If I switch to the Reports tab, I see the result of the unit tests as well as code and branch coverage. In each case the test has exceeded the pass rate, indicated by the black bar on the graph. If they had not, the build would have failed.
Next, let’s examine how the workflow is defined by clicking on the Edit button in the top right corner of the screen. If the editor opens in YAML mode, switch to Visual mode using the toggle above the code. If I click on WorkflowSource, I see that the Workflow is triggered by a push to the main branch. I could add additional triggers. CodeCatalyst supports triggering on Push or Pull Request. In addition, I can trigger off multiple branches, including wildcards (e.g.
“release-.*”). Finally, I can trigger branches when only some files in a repository change (e.g.
Now, let’s look at the build_frontend action. This is a build action, similar to the build_backend action you looked at earlier. On the Configure tab I can see the Shell commands that will be executed during the build. Remember that the frontend is written using Vue. Here I can see
npm install used to install dependencies,
npm run test:unit used to run tests, and finally
npm run build-only to build the Single Page App (SPA). The resulting artifacts are passed to subsequent actions in the Workflow.

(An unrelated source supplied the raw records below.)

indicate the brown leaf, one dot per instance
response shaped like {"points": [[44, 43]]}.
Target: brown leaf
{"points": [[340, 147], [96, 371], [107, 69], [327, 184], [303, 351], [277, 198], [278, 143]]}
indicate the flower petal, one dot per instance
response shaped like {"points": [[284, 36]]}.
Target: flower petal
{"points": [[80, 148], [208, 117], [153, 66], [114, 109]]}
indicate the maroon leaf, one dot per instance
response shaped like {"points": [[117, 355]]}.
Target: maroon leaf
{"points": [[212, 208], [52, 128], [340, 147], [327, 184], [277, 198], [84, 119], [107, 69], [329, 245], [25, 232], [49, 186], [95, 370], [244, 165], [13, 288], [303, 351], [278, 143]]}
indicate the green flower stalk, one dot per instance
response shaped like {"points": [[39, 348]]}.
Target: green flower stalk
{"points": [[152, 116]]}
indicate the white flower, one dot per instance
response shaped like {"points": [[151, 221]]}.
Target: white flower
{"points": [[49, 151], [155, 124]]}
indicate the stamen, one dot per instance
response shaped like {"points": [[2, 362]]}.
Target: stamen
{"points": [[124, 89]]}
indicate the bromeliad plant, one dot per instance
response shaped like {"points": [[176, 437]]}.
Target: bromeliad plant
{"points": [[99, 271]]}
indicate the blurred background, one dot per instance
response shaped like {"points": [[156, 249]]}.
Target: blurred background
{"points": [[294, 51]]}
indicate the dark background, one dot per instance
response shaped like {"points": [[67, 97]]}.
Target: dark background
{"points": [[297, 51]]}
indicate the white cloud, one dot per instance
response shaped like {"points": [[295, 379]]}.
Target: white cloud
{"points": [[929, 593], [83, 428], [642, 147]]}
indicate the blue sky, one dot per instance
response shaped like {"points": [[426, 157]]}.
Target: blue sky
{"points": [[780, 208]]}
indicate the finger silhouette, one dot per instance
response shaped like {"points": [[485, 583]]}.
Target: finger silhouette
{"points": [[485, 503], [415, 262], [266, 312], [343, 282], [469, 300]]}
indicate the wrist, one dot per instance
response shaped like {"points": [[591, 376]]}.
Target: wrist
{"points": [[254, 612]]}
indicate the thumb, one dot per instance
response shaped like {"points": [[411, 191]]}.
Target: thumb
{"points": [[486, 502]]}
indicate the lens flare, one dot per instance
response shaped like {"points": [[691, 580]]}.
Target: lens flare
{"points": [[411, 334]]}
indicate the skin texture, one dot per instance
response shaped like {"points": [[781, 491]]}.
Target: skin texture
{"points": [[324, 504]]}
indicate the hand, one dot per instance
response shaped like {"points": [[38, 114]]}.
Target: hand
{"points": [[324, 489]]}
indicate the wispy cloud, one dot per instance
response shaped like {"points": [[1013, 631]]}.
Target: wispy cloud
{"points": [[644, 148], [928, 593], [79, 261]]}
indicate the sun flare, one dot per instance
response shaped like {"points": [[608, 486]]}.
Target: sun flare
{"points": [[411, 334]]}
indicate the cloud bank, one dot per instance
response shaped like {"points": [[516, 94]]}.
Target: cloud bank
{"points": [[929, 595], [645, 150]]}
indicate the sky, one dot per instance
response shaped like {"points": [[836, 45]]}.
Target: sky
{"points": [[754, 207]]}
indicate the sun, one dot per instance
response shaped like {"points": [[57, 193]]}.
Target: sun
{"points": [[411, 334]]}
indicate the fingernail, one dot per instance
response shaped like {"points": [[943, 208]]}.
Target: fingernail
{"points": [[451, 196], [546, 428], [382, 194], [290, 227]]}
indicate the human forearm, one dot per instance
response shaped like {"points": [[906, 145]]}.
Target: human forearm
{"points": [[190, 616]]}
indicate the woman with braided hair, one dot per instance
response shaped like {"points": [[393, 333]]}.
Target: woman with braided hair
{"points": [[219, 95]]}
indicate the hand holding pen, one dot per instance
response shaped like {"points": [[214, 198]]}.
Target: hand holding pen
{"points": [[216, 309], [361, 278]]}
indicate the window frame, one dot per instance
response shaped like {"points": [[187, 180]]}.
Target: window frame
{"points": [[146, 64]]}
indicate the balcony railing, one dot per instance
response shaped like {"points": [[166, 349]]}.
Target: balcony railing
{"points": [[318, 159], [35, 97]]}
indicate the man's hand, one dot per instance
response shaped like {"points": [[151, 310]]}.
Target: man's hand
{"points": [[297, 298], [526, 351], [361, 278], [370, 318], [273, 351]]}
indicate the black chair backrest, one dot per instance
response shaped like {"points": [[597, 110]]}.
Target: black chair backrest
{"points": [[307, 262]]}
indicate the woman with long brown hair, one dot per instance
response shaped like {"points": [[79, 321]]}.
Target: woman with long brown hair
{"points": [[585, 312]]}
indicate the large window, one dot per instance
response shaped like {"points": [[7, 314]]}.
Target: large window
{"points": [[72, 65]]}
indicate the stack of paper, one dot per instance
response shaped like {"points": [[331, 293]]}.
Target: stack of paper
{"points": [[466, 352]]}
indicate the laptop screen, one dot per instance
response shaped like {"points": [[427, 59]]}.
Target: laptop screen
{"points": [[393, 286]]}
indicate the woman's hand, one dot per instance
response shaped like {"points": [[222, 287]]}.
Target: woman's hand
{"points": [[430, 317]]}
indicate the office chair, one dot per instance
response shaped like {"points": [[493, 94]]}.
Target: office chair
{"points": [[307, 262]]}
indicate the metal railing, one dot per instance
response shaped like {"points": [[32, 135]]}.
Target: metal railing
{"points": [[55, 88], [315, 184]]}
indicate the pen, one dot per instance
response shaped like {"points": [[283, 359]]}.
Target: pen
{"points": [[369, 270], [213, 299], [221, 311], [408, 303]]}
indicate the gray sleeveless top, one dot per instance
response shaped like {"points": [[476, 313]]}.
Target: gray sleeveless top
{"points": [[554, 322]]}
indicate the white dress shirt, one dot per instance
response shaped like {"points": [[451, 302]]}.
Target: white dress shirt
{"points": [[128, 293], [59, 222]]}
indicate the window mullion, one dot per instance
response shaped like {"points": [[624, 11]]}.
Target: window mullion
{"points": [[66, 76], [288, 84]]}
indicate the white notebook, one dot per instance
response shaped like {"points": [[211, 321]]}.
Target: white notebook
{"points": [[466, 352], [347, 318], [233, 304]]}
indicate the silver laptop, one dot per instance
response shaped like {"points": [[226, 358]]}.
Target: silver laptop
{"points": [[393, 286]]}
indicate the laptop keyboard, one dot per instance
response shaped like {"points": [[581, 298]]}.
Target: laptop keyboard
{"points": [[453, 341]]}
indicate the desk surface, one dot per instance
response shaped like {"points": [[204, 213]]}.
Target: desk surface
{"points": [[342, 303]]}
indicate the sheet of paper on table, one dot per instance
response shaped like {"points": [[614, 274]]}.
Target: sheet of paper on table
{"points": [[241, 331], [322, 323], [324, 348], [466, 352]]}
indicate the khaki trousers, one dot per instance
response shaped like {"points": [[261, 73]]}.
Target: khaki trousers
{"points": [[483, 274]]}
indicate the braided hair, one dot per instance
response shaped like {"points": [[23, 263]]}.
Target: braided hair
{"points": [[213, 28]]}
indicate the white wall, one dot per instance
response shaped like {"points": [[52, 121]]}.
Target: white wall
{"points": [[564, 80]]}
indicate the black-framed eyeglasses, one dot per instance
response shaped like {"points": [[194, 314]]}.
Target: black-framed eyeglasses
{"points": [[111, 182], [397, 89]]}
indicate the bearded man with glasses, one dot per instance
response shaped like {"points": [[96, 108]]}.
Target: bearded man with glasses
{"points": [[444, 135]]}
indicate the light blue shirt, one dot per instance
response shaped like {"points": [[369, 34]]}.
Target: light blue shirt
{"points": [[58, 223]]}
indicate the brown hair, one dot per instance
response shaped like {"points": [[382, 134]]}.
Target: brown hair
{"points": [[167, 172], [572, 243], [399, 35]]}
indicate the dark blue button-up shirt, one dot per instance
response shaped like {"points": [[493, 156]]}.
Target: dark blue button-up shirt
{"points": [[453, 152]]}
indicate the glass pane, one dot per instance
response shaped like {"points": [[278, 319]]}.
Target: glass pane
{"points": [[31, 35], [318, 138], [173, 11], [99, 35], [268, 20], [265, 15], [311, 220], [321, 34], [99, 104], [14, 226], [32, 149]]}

Next, let’s look at the integration_test action. A managed test action is very similar to a build action, defining a series of commands to execute. On the configuration tab (not shown), I can see that this action is again running
pytest. Switching to the Outputs tab, I see that CodeCatalyst is configured to automatically discover the test reports generated by pytest and other test frameworks. In addition, I have defined a minimum pass rate of 100%. This means that the workflow should fail if any of the integration tests fail.
Finally, let’s examine the deploy_frontend action. Note that all of the actions you have looked at so far include a series of commands to run in their configuration. While these actions are highly flexible, CodeCatalyst also supports purpose built actions. The cdk-deploy action is an example of this. As the name implies, this action deploys AWS Cloud Development Kit (CDK) resources. I could have called
cdk deploy from the shell commands in a build action. However, using the purpose built action is easier. CodeCatalyst supports many purpose build actions developed by AWS as well as third parties. Click on the + sign in the top left corner of the screen to see a few examples. In addition, CodeCatalyst supports GitHub actions, but that is a topic for another post.
If you have been following along with this workflow, you should delete the resources you deployed so you do not continue to incur charges (See pricing page for more details). First, delete the two stacks that CDK deployed using the AWS CloudFormation console in the AWS account you associated when you launched the blueprint. These stacks will have names like mysfitsXXXXXWebStack and mysfitsXXXXXAppStack. Second, delete the project from CodeCatalyst by navigating to Project settings and clicking the Delete project button.
In this post, you learned how CodeCatalyst can help you rapidly assemble automation workflows by configuring composable, pre-built actions into CI/CD pipelines. I examined actions to build, test and deploy both frontend and backend applications. In future posts, I will discuss how CodeCatalyst can address the rest of the challenges Maxine encountered in The Unicorn Project.